It’s usually sweltering hot in Singapore – the kind of heat that could cook an egg if you cracked it on the pavement. (I exaggerate, but you know what I mean) That doesn’t seem to stop our parents from determinedly layering us with jackets and sweaters every time we’re headed out.
Going to the cinema? Bring a jacket.
Going to the mall? Bring a jacket.
Going to school? Bring a jacket.
Going to East Coast Park? Okay, have fun! No wait, bring a jacket just in case.
Asian parents aren’t the best in openly showing affection - sputtering ‘I love you’ usually does nothing but raise goose bumps while making them choke a little.
Asian parents take a more subtle way in showing affection, like nagging at us to eat more during dinner or to bring a jacket everywhere we go.
It’s no surprise if we head to school with a heavier-than-usual backpack, only to find a jacket stuffed and hidden, or if we get dropped off by parents only to hear them shouting for us with car honks while a line up of cars impatiently wait behind as we run as fast as our legs can take us back to the car to retrieve the jacket we left behind.
And God forbid we ever feel cold outside when we don’t have a jacket on hand. Plus points if our parents reminded us to bring one. Bonus points if they’re with us when we so much as utter the sentence ‘It’s cold’. The air goes still and the animals flee - it’s a sign of impending doom.
I’m 23 years old and when I’m out and it gets cold, I can still hear my grandma’s voice in my head saying, ‘冷死了’ (Read: Freeze to death)
2. You were picked up from the dustbin
Used when: We ask where we came from
Loosely translated: Don’t make things awkward. Stop asking.
C’mon, we all wanted to know where babies came from. And parents have gotten so creative with their explanations:
1. The birds and the bees
2. The stork delivery
3. When Daddy loves mummy...
Asian parents have taken it a step further:
Where’d you come from? Dustbin. I picked you up. We wanted to return you but it was too late by then.
Bet it gave some of you high hopes that maybe your real parents were of royalty.
3. If you don’t behave yourself, the Karang Guni man will come and take you away.
Used when: A threat is needed for children to stop misbehaving.
Loosely translated: I’m so close to slipping some alcohol in your milk and knocking you out. ( Note: extremely loosely translated)
My parents never used this on me but I’ve heard relatives and strangers use it on their children so many times.
The Karang Guni man ( Read: Rag and Bone Man) drives by estates every once in a while. You’d know when he was passing by because you’d hear the noisy engine of an old lorry accompanied by honks. Sort of like, grumble grumble beep beep grumble grumble. (Obviously, I’m not the best in describing sounds.) Helpers who had stuff to get rid of would usually run out of the house to flag the Karang Guni man down. He’d take in and pay you for almost anything from newspapers to computers. Sounds fantastic, right?

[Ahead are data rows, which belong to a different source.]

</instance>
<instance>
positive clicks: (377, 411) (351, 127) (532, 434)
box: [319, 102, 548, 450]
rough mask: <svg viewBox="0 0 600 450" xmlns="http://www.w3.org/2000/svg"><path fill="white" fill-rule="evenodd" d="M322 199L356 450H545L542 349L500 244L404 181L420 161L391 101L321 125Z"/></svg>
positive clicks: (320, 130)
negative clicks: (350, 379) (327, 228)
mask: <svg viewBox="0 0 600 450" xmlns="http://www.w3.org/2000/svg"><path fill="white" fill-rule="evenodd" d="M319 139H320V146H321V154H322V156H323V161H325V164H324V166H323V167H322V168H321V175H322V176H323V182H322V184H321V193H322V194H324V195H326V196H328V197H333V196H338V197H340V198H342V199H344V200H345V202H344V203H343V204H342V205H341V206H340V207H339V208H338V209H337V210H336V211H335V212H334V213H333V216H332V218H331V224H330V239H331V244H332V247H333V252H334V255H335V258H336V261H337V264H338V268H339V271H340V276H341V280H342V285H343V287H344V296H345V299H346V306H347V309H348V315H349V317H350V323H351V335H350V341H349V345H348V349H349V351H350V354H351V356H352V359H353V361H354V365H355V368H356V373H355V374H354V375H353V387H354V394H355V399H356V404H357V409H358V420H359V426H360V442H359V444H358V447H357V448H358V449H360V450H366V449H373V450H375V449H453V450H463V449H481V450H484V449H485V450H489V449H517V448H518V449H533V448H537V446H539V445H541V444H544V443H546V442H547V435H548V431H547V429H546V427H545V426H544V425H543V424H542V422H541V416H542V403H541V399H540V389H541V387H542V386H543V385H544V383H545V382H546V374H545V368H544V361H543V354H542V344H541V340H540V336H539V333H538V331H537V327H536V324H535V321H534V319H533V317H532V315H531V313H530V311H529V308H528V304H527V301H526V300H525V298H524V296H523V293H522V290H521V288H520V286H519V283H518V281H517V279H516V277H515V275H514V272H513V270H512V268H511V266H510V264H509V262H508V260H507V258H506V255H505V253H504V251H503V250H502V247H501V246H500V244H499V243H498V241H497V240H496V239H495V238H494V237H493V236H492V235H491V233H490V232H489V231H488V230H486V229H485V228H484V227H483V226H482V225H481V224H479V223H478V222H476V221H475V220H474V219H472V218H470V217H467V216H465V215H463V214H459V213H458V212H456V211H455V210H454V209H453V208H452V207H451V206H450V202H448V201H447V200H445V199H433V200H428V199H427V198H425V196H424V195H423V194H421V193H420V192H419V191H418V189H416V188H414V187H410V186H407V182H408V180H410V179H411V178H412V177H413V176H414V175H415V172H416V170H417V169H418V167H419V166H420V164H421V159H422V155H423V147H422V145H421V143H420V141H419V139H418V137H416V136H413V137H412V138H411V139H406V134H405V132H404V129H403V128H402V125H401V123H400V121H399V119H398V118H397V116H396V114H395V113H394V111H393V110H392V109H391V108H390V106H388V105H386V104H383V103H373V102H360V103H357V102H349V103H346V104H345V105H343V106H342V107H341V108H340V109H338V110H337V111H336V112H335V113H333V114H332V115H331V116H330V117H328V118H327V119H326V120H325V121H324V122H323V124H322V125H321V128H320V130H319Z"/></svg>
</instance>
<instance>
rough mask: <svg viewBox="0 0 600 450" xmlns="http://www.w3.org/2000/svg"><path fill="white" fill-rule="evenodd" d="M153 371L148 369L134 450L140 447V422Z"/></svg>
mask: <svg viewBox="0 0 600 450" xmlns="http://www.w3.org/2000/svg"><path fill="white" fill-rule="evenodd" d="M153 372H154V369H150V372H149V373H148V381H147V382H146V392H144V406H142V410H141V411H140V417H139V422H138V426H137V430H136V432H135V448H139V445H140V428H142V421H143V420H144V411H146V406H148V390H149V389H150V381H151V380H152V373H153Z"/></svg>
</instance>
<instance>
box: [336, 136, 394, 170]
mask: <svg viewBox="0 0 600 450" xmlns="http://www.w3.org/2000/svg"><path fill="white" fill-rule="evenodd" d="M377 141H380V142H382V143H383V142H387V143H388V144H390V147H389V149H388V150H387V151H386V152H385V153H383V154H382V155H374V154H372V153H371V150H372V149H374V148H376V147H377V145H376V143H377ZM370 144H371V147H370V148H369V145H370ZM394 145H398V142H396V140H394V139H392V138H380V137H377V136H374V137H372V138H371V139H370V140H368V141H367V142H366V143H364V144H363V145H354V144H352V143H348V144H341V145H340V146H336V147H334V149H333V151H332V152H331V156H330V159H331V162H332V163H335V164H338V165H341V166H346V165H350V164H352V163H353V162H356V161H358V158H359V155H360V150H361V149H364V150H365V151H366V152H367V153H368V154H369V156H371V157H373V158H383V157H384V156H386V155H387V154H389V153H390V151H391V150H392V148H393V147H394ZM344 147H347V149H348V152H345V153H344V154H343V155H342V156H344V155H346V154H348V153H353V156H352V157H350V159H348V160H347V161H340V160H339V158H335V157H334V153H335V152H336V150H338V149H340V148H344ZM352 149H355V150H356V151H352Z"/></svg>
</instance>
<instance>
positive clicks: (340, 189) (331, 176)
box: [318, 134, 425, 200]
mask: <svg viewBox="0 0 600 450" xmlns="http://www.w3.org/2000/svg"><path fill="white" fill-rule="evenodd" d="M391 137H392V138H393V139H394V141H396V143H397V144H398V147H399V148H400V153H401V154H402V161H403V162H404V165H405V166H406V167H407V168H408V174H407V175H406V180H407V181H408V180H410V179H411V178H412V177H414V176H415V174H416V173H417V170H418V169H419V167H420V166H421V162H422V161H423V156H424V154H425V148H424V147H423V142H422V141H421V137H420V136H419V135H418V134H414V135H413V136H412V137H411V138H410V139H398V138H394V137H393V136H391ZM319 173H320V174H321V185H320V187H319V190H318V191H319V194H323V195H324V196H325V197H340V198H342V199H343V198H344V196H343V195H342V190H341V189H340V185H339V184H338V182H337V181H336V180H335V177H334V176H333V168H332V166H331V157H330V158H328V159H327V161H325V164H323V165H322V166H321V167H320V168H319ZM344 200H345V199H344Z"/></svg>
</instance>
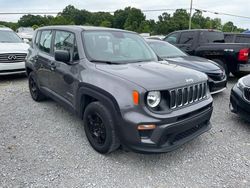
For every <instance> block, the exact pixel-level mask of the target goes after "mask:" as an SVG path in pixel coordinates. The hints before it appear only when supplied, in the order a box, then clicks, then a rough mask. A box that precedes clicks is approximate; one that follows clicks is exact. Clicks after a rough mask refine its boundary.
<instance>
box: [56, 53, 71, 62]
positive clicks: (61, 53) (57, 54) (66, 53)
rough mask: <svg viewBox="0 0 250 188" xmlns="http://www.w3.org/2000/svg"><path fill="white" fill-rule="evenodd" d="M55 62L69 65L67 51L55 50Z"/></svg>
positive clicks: (69, 57) (68, 53)
mask: <svg viewBox="0 0 250 188" xmlns="http://www.w3.org/2000/svg"><path fill="white" fill-rule="evenodd" d="M55 60H56V61H61V62H64V63H67V64H70V53H69V51H67V50H56V51H55Z"/></svg>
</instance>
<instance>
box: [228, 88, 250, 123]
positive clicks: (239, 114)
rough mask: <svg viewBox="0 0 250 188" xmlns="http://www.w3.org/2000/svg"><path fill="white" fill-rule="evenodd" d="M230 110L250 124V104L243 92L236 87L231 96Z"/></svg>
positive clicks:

So I never understood that threat. Hell, if the rag and bone man took me to his place, I’d be so happy because I’d get to play with all the weird stuff he’s bringing back as part of his day’s haul.
But other kids, wow, you should see how wide their eyes open and how quiet they get after the Karang Guni man threat is issued.
4. I’m going to go home and use the cane.
Used when: Parents are mad. Abort mission.
Loosely translated: Somebody is going to have a swell of a time later on.
If you didn’t grow up with a cane, you didn’t grow up with Asian parents.
There were also other forms of punishments:
1. Kneeling on an abacus set (ouch)
2. Staring at the wall for an hour
3. Standing in the dark storeroom
The cane also came in different forms:
1. Back scratcher ( My parents loved this one)
2. Feather duster
3. Rattan cane
5. The palm of their hands
Asian parents love using the cane so much that we actually have some games for this.
1. Hide and Seek: Cane edition.
It’s about how creative we can get with hiding all the canes in the house, and how good our parents are at searching for them.
2. Guess the number – Underwear edition
This one involves putting on a multiple layers of underwear each time we’re about to get caned, and how good our parents are at spotting our swell our buttocks already look and how many layers we can get on without raising suspicion.
3. Guinness World Record – Crying to gain sympathy
This one’s all about how pathetic we can look in front of our cane-wielding parents and tugging at their heartstrings so that hopefully, they’d let us off with just a warning.
4. Catching – Cane edition
It’s all about our fitness levels in this one. 10 rounds about the dinner table, 3 tours of the entire house – upstairs and downstairs – and sometimes with a little bit of hiding in the storeroom or under the bed.
So if our parents managed to find the cane (Game 1) and grab a hold on us (Game 4) while exposing the many layers of underwear (Game 2) all the while remaining steadfast in their mission of caning us despite our pathetic crying (Game 3), then I guess they can cane us.